Created on May 08 2013
Dear Mr. Dawkins,
I have grown up in the Soviet Union and did not ever thought about God, just because I had more interesting things to occupy my mind with – this state favored education in sciences (except genetics) so there were plenty of good books for general public and excellent TV programs (better than most of the “Discovery” stuff). But then Soviet Union fell into pieces and suddenly being an atheist became almost treason against Republic of Latvia – luckily not yet officially. So, having repeatedly heard that I am communist bitch that should be fucked until she (me) turns into a decent citizen, I decided to reconsider my attitude towards believing in God.
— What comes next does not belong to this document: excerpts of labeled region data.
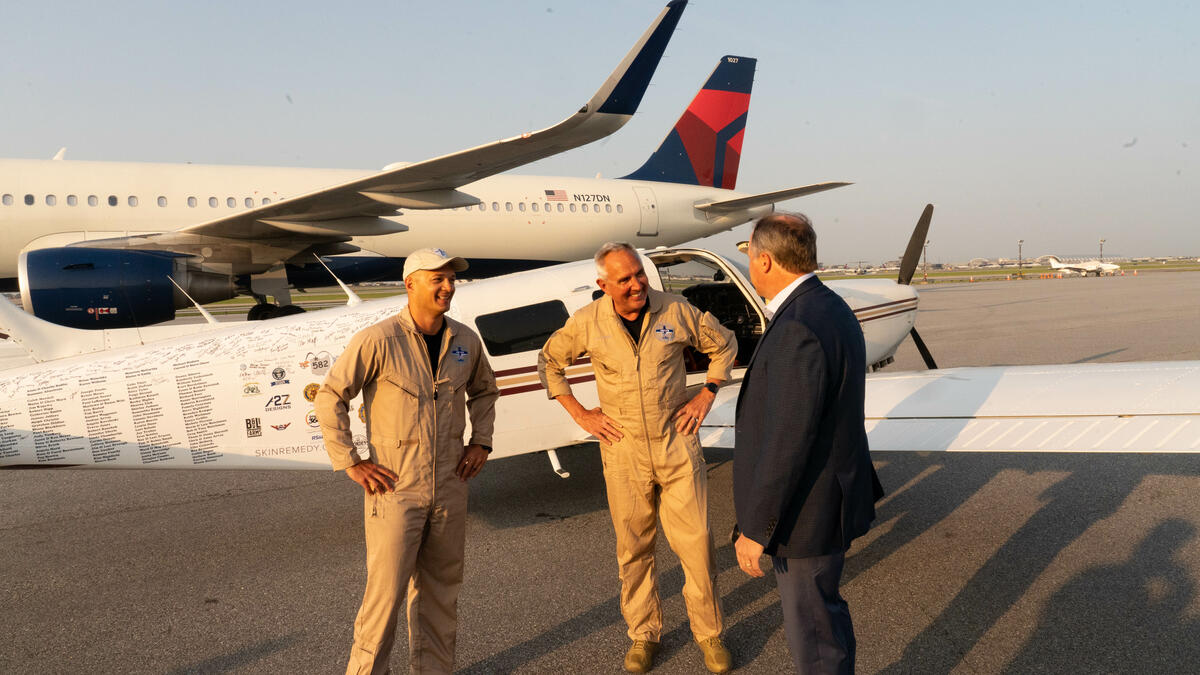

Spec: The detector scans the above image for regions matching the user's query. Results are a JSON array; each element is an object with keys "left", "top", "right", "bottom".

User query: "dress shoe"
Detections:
[
  {"left": 696, "top": 638, "right": 733, "bottom": 673},
  {"left": 625, "top": 640, "right": 662, "bottom": 673}
]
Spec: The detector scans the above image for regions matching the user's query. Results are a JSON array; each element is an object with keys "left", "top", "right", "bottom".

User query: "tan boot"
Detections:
[
  {"left": 625, "top": 640, "right": 659, "bottom": 673},
  {"left": 696, "top": 638, "right": 733, "bottom": 673}
]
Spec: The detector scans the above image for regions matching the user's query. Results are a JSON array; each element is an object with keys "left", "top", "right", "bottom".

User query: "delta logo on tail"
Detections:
[{"left": 624, "top": 56, "right": 757, "bottom": 190}]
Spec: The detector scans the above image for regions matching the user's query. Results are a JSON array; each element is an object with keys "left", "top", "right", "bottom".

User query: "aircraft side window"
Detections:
[{"left": 475, "top": 300, "right": 569, "bottom": 357}]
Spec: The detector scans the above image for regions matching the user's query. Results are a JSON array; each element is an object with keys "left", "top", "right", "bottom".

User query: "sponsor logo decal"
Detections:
[{"left": 263, "top": 394, "right": 292, "bottom": 412}]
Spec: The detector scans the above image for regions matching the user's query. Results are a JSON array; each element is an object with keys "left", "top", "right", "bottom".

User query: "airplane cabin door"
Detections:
[{"left": 634, "top": 186, "right": 659, "bottom": 237}]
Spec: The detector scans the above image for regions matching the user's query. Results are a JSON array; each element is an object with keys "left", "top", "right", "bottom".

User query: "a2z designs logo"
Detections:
[{"left": 263, "top": 394, "right": 292, "bottom": 412}]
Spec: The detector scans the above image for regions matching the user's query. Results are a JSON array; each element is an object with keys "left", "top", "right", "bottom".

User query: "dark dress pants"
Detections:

Just in case I have remained atheist out of spite.
So, what can I gain from believing in Christ (I do not know much about other religions)? Firstly, I could establish good relations with many people. Yet I am not obliged to be nice to everyone and nobody will suffer from me speaking openly, except maybe terminally ill persons. But then I can always choose other topics to discuss.
Then comes the Christianity-type consolation. You see, I have Cowden’s disease that may kill me because of undernourished healthcare system. However, I feel more positive about the attitude of Science that, of course, cancer syndrome is not good, yet such things happen, because DNA is very long and replication typos do take place. And after all there are many treatment which are constantly getting better.
And as to the making the life more colorful- well I do not think mine is really miserable. After all I have had a true revelation, better than anything described by Christians, only it was brought about by the Science. It happened 30 years ago, when I was 9 years old and both my parents and sister went down with salmonellosis. I was also infected, yet did not develop even a decent diarrhea. However unlike the others I did not recover on my own and had to go through two courses of antibiotics and a whole month away from school. Naturally I demanded my Mom to explain the difference and she gave me a book entitled “New Immunology”, meant for general public. I read it and read until I realized that human body is an interesting thing and if I have questions, there are different ways to get answers. And after many years this saved my life, because, having found in my MRI results an unknown term “cavernous malformation” I first looked it up in the internet where I learned that many congenital diseases have onset many years after the birth, Taking in account this and my health problems I decided that I need to speak with geneticist. She diagnosed me with Cowden’s disease, issued an opinion and, having read about theoretical risks, I went straight to Gynecologist and demanded a decent examination. They found a Stage I Uterine adenocarcinoma. If I had listened to the assurances that I was too young to have anything serious, then who knows …?
And after all the sacral text are completed. Finished. Of course is possible that somebody will come up with explanation of some ambiguous place, but, being a philologist, I can always do it myself. My professors had high regard for my ability to create different interpretations of a text. Boring. Nothing like the Science. Of course it may happen that scientists may come up with facts that revoke previous theories, but it is no reason to change my affiliation.
I only regret that science has almost lost its popularity, at least judging from the books and press articles. I would like to translate “Bad Science” or yours “The Anchestor’s Tale”, but I cannot imagine that publishing house supplying people with ideas about pH wonders or cow milk causing osteoporosis will ever print them. And the smaller printing houses are struggling.